Eldad Corem
Eldad Corem

Reputation: 11

AWS Api Gateway response mapping regex not working

I'm trying to do a mapping from AWS lambda function response using regex. This is my regex: .*statusCode”:406.*

As you can see - I am trying for it to take a specific mapping from the following response:

{
  "statusCode": 406,
  "body": "{\"aerocrs\":{\"success\":false,\"error_type\":\"request\",\"details\":{\"detail\":\"Incorrect reqyest \",\"errorCode\":4}}}",
  "headers": {
    "x-powered-by": "Express",
    "content-type": "application/json; charset=utf-8",
    "content-length": "116",
    "etag": "W/\"74-Zzo6HU1M1kKkLM9KGtX0jJdePQY\"",
    "date": "Thu, 28 Nov 2019 16:03:05 GMT",
    "connection": "close"
  },
  "isBase64Encoded": false
}

However, I always get to the default mapping. When I change the mapping to .*.*, it gets to the correct one, which makes sense, but for some reason this regex isn't working. Do you have any idea? Thanks!

Upvotes: 0

Views: 485

Answers (2)

Eldad Corem
Eldad Corem

Reputation: 11

I managed to find the issue! Thanks to this great person.

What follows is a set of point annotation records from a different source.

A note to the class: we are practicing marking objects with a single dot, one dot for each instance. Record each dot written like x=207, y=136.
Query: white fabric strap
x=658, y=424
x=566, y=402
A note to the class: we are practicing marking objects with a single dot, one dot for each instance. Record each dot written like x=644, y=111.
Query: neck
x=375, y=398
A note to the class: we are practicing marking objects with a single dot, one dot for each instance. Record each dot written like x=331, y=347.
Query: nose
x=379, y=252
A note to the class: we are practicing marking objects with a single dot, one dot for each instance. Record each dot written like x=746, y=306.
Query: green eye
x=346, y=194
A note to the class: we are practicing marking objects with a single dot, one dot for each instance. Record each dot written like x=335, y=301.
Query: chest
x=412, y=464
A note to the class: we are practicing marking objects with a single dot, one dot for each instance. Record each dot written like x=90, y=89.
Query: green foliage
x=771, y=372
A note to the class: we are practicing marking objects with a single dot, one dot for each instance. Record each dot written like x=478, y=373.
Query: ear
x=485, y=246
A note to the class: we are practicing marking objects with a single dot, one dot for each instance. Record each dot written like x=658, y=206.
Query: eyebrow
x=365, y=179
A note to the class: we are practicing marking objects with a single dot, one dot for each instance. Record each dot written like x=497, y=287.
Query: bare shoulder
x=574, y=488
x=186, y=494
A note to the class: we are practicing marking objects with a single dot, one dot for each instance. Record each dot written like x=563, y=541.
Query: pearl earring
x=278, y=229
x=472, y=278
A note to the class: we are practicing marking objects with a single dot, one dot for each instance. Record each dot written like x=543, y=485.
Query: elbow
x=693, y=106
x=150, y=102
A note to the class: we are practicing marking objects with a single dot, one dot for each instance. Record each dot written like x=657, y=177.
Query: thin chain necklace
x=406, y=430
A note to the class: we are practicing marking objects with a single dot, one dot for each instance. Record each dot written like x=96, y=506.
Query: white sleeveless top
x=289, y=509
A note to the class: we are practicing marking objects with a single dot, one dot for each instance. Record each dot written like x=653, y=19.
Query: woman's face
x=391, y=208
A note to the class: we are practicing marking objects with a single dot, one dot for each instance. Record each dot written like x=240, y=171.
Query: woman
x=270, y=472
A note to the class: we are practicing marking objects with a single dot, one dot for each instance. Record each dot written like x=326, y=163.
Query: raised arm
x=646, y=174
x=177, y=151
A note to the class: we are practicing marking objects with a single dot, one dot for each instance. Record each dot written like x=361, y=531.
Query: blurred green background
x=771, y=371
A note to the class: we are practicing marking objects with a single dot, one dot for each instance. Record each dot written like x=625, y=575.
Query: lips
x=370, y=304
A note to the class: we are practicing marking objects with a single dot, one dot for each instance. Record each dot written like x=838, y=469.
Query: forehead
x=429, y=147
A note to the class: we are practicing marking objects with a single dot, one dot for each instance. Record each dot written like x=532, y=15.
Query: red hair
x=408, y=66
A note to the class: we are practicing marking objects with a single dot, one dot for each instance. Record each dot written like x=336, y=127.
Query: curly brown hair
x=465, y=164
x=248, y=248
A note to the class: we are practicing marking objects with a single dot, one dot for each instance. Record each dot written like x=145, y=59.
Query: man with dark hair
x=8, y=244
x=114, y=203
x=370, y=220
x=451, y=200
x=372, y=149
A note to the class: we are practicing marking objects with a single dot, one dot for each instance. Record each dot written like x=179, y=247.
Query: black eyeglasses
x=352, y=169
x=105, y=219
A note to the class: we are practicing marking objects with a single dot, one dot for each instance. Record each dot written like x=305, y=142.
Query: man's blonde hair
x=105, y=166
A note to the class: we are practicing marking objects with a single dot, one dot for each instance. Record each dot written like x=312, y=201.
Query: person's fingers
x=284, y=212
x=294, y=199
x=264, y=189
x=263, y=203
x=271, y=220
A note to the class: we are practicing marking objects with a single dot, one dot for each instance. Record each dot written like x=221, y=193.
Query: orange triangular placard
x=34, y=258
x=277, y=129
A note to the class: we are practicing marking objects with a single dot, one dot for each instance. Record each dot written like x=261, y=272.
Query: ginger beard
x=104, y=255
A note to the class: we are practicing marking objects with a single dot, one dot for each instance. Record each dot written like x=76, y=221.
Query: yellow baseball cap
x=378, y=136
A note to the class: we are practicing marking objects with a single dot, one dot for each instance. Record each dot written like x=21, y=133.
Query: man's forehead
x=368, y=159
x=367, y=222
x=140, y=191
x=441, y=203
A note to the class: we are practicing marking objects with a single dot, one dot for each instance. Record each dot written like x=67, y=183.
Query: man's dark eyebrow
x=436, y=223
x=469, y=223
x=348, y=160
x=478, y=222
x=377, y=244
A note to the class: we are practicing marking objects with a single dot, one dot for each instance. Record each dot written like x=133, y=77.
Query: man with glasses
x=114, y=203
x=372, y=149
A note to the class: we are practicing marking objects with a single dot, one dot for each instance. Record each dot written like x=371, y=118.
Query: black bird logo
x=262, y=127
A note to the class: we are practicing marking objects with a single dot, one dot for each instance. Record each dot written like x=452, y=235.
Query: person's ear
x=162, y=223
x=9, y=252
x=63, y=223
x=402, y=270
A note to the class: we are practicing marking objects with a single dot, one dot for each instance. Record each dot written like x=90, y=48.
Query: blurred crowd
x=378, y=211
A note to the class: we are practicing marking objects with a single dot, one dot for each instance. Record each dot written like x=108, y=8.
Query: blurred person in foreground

Long story short. AWS Api Gateway is SUPER picky and annoying regarding the error regex. This means, that is looking for a specific structure. Something of this sort:

{
  "errorType": "string",
  "errorMessage": "{\"body\":{\"success\":false,\"error_type\":\"request\",\"details\":{\"errorCode\":4}}}",
  "trace": []
}

So the .*.* does work because it is valid for everything, but even a single letter, like .*s.* is causing an issue. What you need to fix is in your lambda function. In my case - I was using nodeJS function, and aws-serverless-express. The aws-serverless-express is super easy as it works perfectly with express. However, I was using:

awsServerlessExpress.proxy(server, event, context);

Which was enough to return the response ok, but not enough to work with the API gateway's annoying regex. Instead, I changed it to this:

awsServerlessExpress.proxy(server, event, context, 'CALLBACK', function(param1, response){
    if (response.statusCode == 200) {
        //Success
        context.done(response.body);
    }
    else {
        //Fail
        context.fail(response.body);
    }
});

And it worked like a charm. Now I took the response body and return it as success / fail. Then it will work with the format that the lambda function knows how to use.

I hope this will help other people not waste 6 hours on this!

Upvotes: 1

ingernet
ingernet

Reputation: 1524

looks like the output has a space before 406. what happens if you add that space to your regex?